Bautista Basso
- Born: 18 January 2001 (age 24)
- Height: 180 cm (5 ft 11 in)
- Weight: 85 kg (187 lb; 13 st 5 lb)

Rugby union career
- Position: Wing

International career
- Years: Team / Apps / (Points)
- 2022–: Uruguay / 8 / (5)

= Bautista Basso =

Uruguay international rugby union player

Bautista Domingo Basso Martínez (born January 18, 2001) is an Uruguayan rugby union player. Basso has played for both the Uruguay national rugby sevens team and the Uruguay national rugby union team. He has represented the Uruguay sevens team on the World Rugby Sevens Series.

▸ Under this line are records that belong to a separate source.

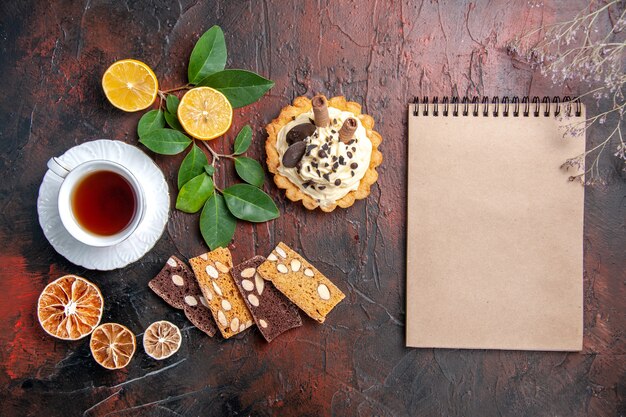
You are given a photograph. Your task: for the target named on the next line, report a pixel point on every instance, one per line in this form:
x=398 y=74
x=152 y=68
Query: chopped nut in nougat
x=212 y=271
x=273 y=313
x=178 y=287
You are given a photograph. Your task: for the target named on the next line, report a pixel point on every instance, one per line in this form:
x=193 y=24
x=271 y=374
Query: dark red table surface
x=378 y=53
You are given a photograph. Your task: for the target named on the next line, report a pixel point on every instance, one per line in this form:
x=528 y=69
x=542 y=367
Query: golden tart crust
x=302 y=105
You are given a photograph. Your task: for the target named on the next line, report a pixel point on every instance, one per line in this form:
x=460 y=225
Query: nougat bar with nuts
x=212 y=271
x=301 y=282
x=177 y=286
x=273 y=313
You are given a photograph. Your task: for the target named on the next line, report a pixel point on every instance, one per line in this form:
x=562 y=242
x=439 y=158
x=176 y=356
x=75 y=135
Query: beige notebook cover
x=495 y=232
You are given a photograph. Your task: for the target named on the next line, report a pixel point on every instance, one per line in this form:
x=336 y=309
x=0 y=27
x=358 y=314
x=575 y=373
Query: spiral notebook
x=495 y=228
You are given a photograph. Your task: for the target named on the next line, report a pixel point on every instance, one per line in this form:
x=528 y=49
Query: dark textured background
x=378 y=53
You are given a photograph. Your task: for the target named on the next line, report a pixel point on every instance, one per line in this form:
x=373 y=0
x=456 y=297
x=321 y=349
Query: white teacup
x=72 y=177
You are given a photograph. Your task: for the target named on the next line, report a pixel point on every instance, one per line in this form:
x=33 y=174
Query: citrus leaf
x=192 y=166
x=171 y=103
x=194 y=193
x=150 y=121
x=172 y=121
x=239 y=86
x=247 y=202
x=208 y=56
x=217 y=225
x=250 y=170
x=243 y=140
x=165 y=141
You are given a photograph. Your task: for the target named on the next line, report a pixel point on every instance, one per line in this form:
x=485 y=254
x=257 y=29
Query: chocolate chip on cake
x=294 y=154
x=273 y=313
x=177 y=286
x=300 y=132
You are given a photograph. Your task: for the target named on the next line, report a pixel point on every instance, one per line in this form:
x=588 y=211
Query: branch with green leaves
x=161 y=132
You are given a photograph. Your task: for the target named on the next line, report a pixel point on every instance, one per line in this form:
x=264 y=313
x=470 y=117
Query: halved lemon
x=112 y=345
x=205 y=113
x=70 y=307
x=130 y=85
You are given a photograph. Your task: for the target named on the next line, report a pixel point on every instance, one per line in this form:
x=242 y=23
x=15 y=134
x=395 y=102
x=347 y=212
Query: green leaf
x=150 y=121
x=172 y=121
x=171 y=103
x=250 y=170
x=194 y=193
x=247 y=202
x=165 y=141
x=192 y=165
x=243 y=140
x=208 y=56
x=217 y=225
x=239 y=86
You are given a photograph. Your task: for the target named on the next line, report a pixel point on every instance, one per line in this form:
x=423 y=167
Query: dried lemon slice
x=112 y=345
x=205 y=113
x=70 y=307
x=130 y=85
x=161 y=339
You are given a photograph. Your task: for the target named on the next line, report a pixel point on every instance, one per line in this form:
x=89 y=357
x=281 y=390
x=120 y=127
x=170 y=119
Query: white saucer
x=149 y=230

Basso was educated at The British Schools of Montevideo.

==Career==
Basso represents Peñarol Rugby in the Super Liga Americana de Rugby. He was first called up to the Uruguay national squad in June 2022. He debuted for Uruguay starting at wing in a 7–43 loss against Japan on June 25 in the 2022 mid-year rugby union tests. He got his next cap on July 17, 2022, coming in as a substitute in Uruguay’s win against Romania. He was selected for the 2023 Rugby World Cup.

He competed for the Uruguayan sevens team at the 2024 Summer Olympics in Paris.